In Focus: Avoiding Growing Pains in a Maturing BPM Market
Business process management (BPM) is headed mainstream. That was the consensus among several leading analysts speaking at IDS Scheer's Process World 2005 user conference, held last week in Hollywood, Fla.
Business process management (BPM) is headed mainstream. That was the consensus among several leading analysts speaking at IDS Scheer's Process World 2005 user conference, held last week in Hollywood, Fla.
"The downturn proved that BPM saves money," said Jim Sinur, a vice president and analyst at Gartner Research. "The giants [IBM, Oracle, SAP and Microsoft] are catching up [on BPM], and compliance demands now dictate that we all have to document our processes" — a step that goes hand-in-hand with the process modeling that takes place in any BPM initiative.
As is the pattern in all maturing markets, vendor consolidation and failed deployments will surely accompany broad BPM adoption. But everyone need not suffer the growing pains. Delivering one of the event's keynote addresses, Sinur said a recent Gartner study revealed that successful BPM projects are usually marked by visible business-driven projects, big cost savings, cross-departmental impact and strong partnership with IT, whereas failures typically suffer from a lack of senior management buy-in, scope creep, unclear processes, and poor documentation and requirements definition.
Consolidation will winnow down the current herd of more than 125 BPM vendors to about 40, Sinur predicted. Naturally, this will contribute to the tendency of BPM newbies to flock to major platform vendors.
But Connie Moore of Forester Research urged users to consider the BPM pure-play vendors as well. "The larger infrastructure vendors enter markets when they hit critical mass, and as a result their products are less mature," she said. "The specialists that were early to the market tend to offer more extensive functionality, so you have to balance your [buying instincts] against your need for rich functionality."
The gap between platform and pure-play products often boils down to support for human-to-human processes, and Mark Smith of Ventana Research said the infrastructure players aren't doing enough to address business needs because "they're still trying to work through the technology infrastructure." He said finance and compliance issues would accelerate the maturation because "CFOs know they have to have documented and automated processes."
Addressing the many manufacturers among the more than 200 in attendance at Process World, Colin Masson, research director at AMR Research, said that SAP shops would inevitably adopt the ERP vendor's NetWeaver-based service-oriented architecture (SOA). "Most CIOs understand SOA and what it will do to improve agility and lower costs," he explained. "The challenge is that they don't make decisions in isolation. The IT organization has to justify the upgrade cycle, but the business side doesn't see the benefit in the current upgrade yet."
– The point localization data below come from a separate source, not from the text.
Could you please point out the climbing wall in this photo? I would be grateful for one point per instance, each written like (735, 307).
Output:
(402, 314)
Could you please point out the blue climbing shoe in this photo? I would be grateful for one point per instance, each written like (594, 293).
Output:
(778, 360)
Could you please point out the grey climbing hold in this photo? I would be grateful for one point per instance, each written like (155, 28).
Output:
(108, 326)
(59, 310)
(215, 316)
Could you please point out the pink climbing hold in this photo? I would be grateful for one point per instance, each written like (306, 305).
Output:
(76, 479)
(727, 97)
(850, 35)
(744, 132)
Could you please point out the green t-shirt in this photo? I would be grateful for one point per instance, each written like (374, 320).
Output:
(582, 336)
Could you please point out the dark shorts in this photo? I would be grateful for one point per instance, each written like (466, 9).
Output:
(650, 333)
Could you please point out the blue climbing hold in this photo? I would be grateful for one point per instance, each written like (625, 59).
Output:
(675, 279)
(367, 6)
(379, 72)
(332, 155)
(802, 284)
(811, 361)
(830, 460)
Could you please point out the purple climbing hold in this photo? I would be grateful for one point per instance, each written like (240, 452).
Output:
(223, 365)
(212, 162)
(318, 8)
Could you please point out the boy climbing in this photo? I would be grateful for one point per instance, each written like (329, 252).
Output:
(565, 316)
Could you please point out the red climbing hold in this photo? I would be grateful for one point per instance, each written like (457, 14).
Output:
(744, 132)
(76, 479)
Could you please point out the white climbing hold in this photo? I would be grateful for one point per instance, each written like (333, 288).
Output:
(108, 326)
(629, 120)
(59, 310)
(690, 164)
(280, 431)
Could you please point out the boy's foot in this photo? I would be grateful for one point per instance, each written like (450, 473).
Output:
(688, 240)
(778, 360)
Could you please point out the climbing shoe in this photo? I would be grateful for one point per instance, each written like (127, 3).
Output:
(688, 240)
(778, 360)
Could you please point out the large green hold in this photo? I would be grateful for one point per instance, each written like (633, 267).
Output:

Business benefits will be more evident as organizations get to a more process-oriented approach, with fast, flexible reconfiguration of business processes and on-the-fly upgrades and product enhancements. This is a crucial step, said Masson, in moving toward the demand-driven supply networks exemplified by Wal-Mart, P&G and Dell and characterized by lower inventory yet better fulfillment, with fewer out-of-stocks and shorter cash-to-cash cycle times.
For SAP shops, it's not a matter of if, but when for NetWeaver and SOA, said Masson, and he concluded that it's but one more of the many roads now leading toward BPM.